Teenage-seeking billboards; long-distance MRIs; and why Mom makes a better CEO than Dad.
1. Nielsen Numbers for Billboards
Two new systems are vying to track, say, how many 18- to 25-year-olds drive by an ad, using data from handheld GPS devices. Previously, the outdoor ad industry relied on sparse Traffic Audit Bureau numbers. Media planner John Connelly of MediaCom predicts sales of outdoor ads will rise "if we can supply good audience information." The systems will debut in Chicago and Atlanta in 2004.
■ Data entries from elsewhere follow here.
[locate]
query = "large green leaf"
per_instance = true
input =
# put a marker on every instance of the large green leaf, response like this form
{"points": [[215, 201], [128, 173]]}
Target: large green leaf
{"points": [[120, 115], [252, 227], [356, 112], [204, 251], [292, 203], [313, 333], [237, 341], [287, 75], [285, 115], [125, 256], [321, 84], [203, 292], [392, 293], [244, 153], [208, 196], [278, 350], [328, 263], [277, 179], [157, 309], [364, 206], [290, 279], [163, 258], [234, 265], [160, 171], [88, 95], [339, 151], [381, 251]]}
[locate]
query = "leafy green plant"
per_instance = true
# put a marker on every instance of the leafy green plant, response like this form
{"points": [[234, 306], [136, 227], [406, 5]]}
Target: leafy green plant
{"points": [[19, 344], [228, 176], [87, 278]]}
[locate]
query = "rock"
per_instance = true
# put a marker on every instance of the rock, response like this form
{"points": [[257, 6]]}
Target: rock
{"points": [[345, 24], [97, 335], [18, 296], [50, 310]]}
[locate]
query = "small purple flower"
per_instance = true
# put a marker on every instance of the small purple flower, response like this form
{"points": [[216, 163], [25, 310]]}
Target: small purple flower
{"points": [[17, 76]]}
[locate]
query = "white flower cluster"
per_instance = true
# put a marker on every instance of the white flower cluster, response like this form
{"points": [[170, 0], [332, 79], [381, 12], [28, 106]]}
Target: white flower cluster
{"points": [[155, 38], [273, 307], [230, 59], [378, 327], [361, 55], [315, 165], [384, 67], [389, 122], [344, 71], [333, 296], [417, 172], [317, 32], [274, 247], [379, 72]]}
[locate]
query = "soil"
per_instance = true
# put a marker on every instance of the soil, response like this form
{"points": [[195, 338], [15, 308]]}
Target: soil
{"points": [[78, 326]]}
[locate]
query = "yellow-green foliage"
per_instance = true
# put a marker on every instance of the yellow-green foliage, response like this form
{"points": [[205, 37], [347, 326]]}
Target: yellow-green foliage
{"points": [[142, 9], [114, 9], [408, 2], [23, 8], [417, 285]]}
2. Following in LensCrafters' Footsteps
St. Louis-based Foot Healers aims to be the LensCrafters of feet--a clinic-retailer combo that fights maladies from toenail fungus to heel spurs. Copying that model could pay off: Five years after it was founded, LensCrafters was the No. 1 eyeglasses retailer in the U.S. Foot Healers recently opened its second strip-mall store.
3. The Next Must-Have Digital Toy?
ReplayTV inventor Anthony Wood recently unveiled the Roku HD1000, a digital media player that connects a PC to a high-definition TV. Users with Wi-Fi or Ethernet will be able to display computer content like music and photos on their TVs. And memory cards from digital cameras and MP3 players can be inserted into the device, which sells for $499.
4. Productivity Is a Gender Issue
Family businesses owned by women are nearly twice as productive as those run by men, a survey cosponsored by Babson College reports. The typical matriarch employs 26 workers, compared with 50 for men, yet generates nearly the same revenue ($26.9 million, compared with $30 million). Babson's Nan Langowitz theorizes that Dad usually wields more control over the decision-making process, while Mom fosters collaboration--so her staff gets more done.
5. The Cyber Doc
The nationwide shortage of radiologists has helped two-year-old Radlinx hit $4.5 million in sales. When local MDs aren't available, hospitals send X-rays and MRIs via broadband to Radlinx radiologists, who fax back results in minutes.